As horrific footage emerges from Eastern Europe of Russian troops advancing in Ukraine, a war that many people did not expect continues.

Whilst some are asking whether this is the next Cold War, or World War 3, others are experiencing feelings of sheer helplessness at watching the disaster unfold on our screens, as we sit so very far away, safely isolated by the separation from mainland Europe of our island.

Provision of international aid is one of the means by which those not directly involved in a conflict can contribute to its victims. Medical help is essential. With many parts of the country under curfew, families fleeing from their homes and the internal displacement of the nation’s population, normal functioning of the healthcare system in Ukraine is under attack.

As a result of the conflict, the supply of much-needed healthcare resources to Ukrainians has been usurped.

Pharmaceutical supplies, including oxygen, are running low.

Medecins Sans Frontieres (MSF) has had to stop its crucial work in helping patients with communicable diseases such as HIV and tuberculosis.

Routine vaccinations and polio outbreak efforts have been halted.

Ukrainian children with cancer that are now hiding in bunkers will die prematurely if their treatment continues to face disruption.

One Ukrainian anaesthetist emphasised “most of my colleagues have been sleeping in the hospital and working almost 24 hours a day”. Another doctor, a paediatrician, explained how the children in her care are “really very scared. They don’t understand why they need all this treatment to feel this nauseous, and for what? To see a Russian soldier killing people on the street?”

The World Health Organisation is working to strengthen its emergency medicine services, and MSF has adapted its services to mobilise its staff to provide critical care both in and out of Ukraine, for displaced civilians in neighbouring countries. In this time of complete destruction and desperation, what can we do to help?

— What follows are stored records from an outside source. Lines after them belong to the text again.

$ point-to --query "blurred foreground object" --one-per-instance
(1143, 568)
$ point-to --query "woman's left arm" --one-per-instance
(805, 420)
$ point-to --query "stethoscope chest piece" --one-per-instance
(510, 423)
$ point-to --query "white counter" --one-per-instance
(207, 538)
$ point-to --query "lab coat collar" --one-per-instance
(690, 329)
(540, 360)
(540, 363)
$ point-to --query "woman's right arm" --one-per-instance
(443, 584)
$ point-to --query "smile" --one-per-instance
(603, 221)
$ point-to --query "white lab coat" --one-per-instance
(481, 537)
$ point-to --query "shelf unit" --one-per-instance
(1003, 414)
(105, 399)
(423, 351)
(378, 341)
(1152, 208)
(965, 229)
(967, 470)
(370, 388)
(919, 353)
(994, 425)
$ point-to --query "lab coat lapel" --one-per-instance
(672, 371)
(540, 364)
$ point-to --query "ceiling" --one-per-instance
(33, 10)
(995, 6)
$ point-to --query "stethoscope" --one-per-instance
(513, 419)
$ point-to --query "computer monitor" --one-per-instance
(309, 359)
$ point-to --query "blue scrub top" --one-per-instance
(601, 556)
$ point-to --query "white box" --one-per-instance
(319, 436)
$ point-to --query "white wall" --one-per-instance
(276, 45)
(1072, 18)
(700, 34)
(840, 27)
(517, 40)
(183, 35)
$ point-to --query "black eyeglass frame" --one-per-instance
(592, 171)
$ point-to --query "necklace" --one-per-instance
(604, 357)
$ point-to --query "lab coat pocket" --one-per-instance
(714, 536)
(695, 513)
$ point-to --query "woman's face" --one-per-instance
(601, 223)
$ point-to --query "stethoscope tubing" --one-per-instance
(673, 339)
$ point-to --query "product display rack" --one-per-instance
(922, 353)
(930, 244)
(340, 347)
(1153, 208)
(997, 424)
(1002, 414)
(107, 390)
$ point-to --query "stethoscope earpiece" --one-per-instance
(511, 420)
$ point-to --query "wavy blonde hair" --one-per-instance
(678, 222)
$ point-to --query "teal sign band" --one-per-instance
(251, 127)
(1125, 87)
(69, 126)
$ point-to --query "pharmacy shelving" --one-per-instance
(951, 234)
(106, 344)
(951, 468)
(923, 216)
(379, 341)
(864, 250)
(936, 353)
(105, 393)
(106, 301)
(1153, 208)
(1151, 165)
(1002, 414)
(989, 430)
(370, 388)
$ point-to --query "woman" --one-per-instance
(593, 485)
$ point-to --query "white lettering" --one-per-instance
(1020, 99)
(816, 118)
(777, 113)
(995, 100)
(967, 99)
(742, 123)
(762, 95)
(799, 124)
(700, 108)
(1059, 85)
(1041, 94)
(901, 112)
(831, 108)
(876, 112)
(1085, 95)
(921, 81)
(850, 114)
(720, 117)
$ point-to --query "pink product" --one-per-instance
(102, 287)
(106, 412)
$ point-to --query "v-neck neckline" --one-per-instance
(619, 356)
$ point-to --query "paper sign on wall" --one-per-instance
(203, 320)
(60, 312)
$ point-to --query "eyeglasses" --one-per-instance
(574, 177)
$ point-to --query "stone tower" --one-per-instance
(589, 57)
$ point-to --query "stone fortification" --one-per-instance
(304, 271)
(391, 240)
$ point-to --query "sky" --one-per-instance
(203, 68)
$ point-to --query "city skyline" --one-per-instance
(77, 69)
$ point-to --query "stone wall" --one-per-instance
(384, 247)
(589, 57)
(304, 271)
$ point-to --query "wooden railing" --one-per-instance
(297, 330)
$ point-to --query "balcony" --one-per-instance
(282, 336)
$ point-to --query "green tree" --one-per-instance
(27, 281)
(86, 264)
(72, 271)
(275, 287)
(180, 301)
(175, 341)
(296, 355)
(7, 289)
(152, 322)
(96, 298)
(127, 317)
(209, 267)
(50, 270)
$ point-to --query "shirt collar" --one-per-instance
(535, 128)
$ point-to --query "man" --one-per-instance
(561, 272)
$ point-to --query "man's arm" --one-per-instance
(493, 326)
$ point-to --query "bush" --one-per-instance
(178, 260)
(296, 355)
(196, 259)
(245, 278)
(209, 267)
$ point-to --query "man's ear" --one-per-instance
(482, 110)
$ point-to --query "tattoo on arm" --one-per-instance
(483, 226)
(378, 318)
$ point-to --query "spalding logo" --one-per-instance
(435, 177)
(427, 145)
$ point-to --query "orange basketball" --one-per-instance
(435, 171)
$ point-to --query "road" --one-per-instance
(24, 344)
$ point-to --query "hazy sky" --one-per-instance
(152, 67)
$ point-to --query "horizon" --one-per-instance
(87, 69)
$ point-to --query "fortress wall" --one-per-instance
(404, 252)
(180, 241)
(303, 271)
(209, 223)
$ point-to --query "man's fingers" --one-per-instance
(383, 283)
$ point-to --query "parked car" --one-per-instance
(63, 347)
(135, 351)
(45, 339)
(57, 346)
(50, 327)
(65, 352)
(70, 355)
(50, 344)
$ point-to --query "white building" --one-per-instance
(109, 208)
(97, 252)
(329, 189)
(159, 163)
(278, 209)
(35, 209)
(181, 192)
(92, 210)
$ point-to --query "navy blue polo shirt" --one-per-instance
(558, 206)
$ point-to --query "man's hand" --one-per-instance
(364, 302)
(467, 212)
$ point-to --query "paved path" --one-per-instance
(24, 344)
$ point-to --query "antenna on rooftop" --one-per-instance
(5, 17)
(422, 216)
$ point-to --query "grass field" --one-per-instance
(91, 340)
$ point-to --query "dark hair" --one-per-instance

Funding charities that help to provide medical support is fundamental in helping to support Ukrainian people during this crisis.

Sunflower of Peace uses its donations to provide paramedics and doctors with an influx of supplies, including first aid backpacks for responders.

United Help Ukraine is another not-for-profit organisation that is currently providing humanitarian aid to Ukrainian people.

And, closer to home, the British Red Cross has launched an appeal to help those in Ukraine, with donations made to the charity directly helping to provide vital supplies of water, food, medicine and shelter to those affected.

The lives of men, women and children are being lost as you read this. Please help to provide support for them, in any way you can.